One of the key deliverables of the data assessment is to figure out where each major data area resides and what the actual data values are in each column. The only way to accomplish this is through data profiling. Sometimes this portion of the data assessment phase is referred to as the data profiling phase, as the deliverable and data profiling output closely correspond to each other. Once the initial round of data profiling is complete, the team can use the results to drive the remaining phases of the project.
During the data mapping phase, the project team will take the data profiling results and use them to put together the mapping specifications. Thus, the team will be using real data to drive the specifications and be able to see all combinations of currently used values when coming up with the transformation specifications. This is opposed to trying to figure out the rules by just using front-end screens and a small sample data dump, hunting and pecking at individual fields, and scrounging up out-of-date documentation. All of these techniques can be used to help create the mapping specifications, but without using the profiling results, the initial version of the mapping specifications will be significantly incomplete. If we used the above example, the team would recognize that when mapping the item status, the values A, X, F, R, OT, and null would need to be taken into account, but the documentation and front-end screen might have listed only A and X as valid values.
The data profiling results are also used to assist with the data cleansing and data enhancement portions of the data migration. Data profiling identifies some of the outlying values, strange patterns, and missing values that need to be cleaned up. In the above example results, the low and high effective date values are suspect. There are also some invalid values that should be researched. There are also email addresses in the phone number field, as well as strange phone number patterns that should be cleansed.

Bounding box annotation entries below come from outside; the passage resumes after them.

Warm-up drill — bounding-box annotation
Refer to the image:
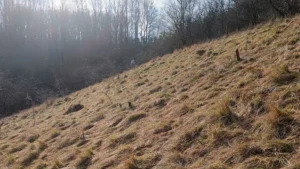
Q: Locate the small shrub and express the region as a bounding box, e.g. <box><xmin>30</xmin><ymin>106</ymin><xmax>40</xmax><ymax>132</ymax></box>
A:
<box><xmin>64</xmin><ymin>104</ymin><xmax>84</xmax><ymax>115</ymax></box>
<box><xmin>128</xmin><ymin>113</ymin><xmax>146</xmax><ymax>124</ymax></box>
<box><xmin>75</xmin><ymin>150</ymin><xmax>94</xmax><ymax>169</ymax></box>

Data profiling is also a helpful tool that is frequently used during several aspects of the post-conversion reconciliation. It is possible to validate counts, translated values, missing values, etc., by running data profiling across the disparate systems and comparing the results. Using a general data profiling process to help identify extraction, translation, and load issues is usually easier than putting together individual field-by-field tests. Field-by-field and row-by-row tests are still potentially needed, but profiling can eliminate the need for some of those tests.